Lauren Wegner, of Skokie, was killed on November 8 in a wrong-way crash on I-55 near Springfield; her parents said she was on her way to see friends.
Wegner had returned to Skokie from North Carolina earlier this year, living with her parents since March. Last week, her father, Bill Wegner, tried to persuade his daughter to postpone a trip to see friends in St. Louis.
“‘It’ll be dark in a couple hours,’ I say. ‘Why don’t you just stay at home and we’ll go get something to eat?'” He stated.
Wegner, however, reminded him, as she often did, that she was 35, and promised a raincheck.
“‘How about when I get back?’ she says. I have some days off, so we’ll go on one of them. ‘I swear!'” He stated.
Wegner intended to follow through on her promise, but she never made it to St. Louis.
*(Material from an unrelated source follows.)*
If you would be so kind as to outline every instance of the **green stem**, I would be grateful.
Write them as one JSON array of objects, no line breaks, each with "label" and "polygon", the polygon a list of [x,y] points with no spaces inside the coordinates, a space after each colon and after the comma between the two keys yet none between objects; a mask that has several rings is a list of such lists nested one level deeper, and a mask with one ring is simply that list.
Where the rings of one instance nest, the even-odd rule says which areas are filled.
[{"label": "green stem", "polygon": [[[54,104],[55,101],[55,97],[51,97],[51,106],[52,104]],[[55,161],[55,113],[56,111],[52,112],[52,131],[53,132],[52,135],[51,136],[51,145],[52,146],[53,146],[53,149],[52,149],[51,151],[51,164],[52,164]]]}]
Instead, an Illinois State Trooper knocked on her parents’ door.
“She comes back in and said she had a collision and didn’t survive,” Evelyn Wegner, her mother, said through tears.
Shane Jason Woods of Auburn, according to the Sangamon County State’s Attorney’s office, was driving north in the southbound lanes of Interstate 55 in Springfield when his pickup truck collided head on with Wegner’s car.
Woods, who previously pled guilty to assaulting a police officer and a cameraman during the January 6 insurgency at the United States Capitol, now faces up to 60 years in prison in Illinois for first-degree murder.
“When we got the call yesterday that it was murder one we were crying happy tears,” Evelyn Wegner said.
The Wegners say Woods’ detention without bond and facing a first-degree murder charge for their daughter’s death helps to ease the pain of loss, but only slightly because it doesn’t bring her back.